出会い
「やった!やっとJB64ジムニーが納車された」
ニコニコウキウキ。
俺は、ユウヤ。会社員、もうすぐ40歳になるのに恋愛経験ゼロ。恋愛には、興味はあるが距離を縮めることができない。
そんな俺を慰めてくれるのが、新車で購入したブルーのJB64ジムニーだ。めちゃめちゃこの乗り心地、吹けるR06Aターボエンジン最高のパートナーだ。
毎朝、出勤前にジムニーのボンネットを撫でるのが日課となった。まるで恋人に「おはよう」と挨拶するかのように。ジムニーもまた、エンジンの軽やかな音で応えてくれる。週末にはジムニーと一緒にドライブに出かけ、山道を走るのが楽しみだ。
ある日、職場で新しいプロジェクトが始まることになった。リーダーとして選ばれたのは、同じ部署のサクラさん。彼女は明るくて、誰にでも優しい。その笑顔を見ているだけで、周りの空気が和らぐような存在だ。
「ユウヤさん、よろしくお願いしますね!」
サクラさんと話すたびに、心臓がドキドキしてしまう。そんな自分が情けなくて、またジムニーに慰めを求める日々が続いた。
ある週末、サクラさんが偶然にもジムニーを見かけた。
「ユウヤさん、この車すごくかっこいいですね!ジムニーに乗ってるなんて知らなかったです。」
「ありがとう、サクラさん。これは僕の相棒なんだ。」
「相棒…なんて素敵な表現ですね。いつか一緒にドライブに連れて行ってもらえますか?」
サクラさんの言葉に驚きつつも、心の中で小さな希望が芽生えた。ジムニーと一緒に過ごす時間が、彼女との距離を縮めるきっかけになるかもしれない。
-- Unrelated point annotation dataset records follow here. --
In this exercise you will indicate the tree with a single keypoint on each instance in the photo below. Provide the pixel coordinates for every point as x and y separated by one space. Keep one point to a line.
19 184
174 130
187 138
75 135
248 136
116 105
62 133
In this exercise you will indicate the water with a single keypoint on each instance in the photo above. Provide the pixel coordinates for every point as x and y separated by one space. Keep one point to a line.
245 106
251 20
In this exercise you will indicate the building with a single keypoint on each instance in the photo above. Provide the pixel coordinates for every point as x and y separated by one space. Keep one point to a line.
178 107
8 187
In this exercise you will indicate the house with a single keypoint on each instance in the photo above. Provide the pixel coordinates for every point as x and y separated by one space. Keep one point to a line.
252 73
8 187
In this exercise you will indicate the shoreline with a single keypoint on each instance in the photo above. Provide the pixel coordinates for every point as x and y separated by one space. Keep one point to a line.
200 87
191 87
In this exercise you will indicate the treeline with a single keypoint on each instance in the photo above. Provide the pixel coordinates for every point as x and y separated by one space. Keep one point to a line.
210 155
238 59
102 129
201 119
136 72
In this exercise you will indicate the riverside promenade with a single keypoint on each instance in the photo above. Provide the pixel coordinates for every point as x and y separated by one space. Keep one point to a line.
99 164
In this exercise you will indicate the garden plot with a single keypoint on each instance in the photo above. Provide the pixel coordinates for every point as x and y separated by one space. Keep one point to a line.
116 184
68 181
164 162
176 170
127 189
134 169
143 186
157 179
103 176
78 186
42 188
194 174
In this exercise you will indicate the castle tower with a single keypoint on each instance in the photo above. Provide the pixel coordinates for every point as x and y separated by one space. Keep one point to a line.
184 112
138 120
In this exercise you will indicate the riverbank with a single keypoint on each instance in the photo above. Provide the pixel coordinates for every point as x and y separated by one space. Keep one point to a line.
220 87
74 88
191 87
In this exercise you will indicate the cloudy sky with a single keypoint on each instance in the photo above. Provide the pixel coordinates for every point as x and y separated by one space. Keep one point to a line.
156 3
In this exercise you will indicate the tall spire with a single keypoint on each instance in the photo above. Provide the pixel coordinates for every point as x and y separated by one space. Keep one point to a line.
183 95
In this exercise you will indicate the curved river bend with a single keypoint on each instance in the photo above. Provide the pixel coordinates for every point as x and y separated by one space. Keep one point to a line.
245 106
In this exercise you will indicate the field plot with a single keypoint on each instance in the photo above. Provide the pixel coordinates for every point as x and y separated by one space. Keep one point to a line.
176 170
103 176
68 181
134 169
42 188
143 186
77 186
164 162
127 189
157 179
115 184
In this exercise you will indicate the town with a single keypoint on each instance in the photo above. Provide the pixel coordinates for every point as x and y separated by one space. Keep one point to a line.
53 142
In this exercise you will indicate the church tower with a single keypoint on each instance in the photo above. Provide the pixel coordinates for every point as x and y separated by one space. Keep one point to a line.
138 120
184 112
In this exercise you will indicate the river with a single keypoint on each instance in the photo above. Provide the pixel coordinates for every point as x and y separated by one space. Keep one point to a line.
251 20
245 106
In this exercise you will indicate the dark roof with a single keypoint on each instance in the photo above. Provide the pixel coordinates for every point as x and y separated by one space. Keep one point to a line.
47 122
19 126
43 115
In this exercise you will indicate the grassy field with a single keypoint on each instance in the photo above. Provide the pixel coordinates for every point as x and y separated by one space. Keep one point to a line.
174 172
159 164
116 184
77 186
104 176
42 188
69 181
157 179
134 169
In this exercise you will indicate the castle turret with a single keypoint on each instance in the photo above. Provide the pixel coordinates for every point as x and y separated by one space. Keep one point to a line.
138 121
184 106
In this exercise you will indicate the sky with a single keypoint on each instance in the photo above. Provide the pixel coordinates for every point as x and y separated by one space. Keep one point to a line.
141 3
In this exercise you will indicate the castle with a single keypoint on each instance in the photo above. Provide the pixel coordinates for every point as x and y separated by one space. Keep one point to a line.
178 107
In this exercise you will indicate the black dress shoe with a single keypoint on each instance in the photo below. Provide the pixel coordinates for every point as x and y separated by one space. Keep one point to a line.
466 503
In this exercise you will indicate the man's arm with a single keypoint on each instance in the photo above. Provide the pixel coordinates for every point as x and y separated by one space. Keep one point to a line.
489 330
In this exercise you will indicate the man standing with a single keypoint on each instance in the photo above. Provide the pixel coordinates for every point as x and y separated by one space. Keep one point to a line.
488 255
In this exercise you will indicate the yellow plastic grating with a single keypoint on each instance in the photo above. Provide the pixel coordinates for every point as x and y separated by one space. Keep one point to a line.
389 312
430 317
そして、最初のドライブの日がやってきた。山道を走りながら、サクラさんと話すうちに、緊張も解けていった。彼女は自然と話をリードしてくれ、ユウヤも次第に自分の気持ちを素直に話せるようになった。
ドライブの最後に、夕陽が沈む湖畔に車を停めた。ジムニーのボンネットに寄りかかりながら、二人で美しい景色を眺めていた。
「ユウヤさん、本当にありがとう。こんな素敵な時間を過ごせるなんて思ってもなかった。」
「こちらこそ、サクラさん。こんなに楽しいドライブは初めてです。」
その時、心の中で何かが変わった。ジムニーとの絆は変わらず強いけれど、それ以上にサクラさんとの未来が輝いて見えた。
ジムニーが結んでくれた縁を大切にしながら、ユウヤは新たな一歩を踏み出す決意を固めた。恋愛経験ゼロの男が、初めての恋に向き合う物語の始まりだった。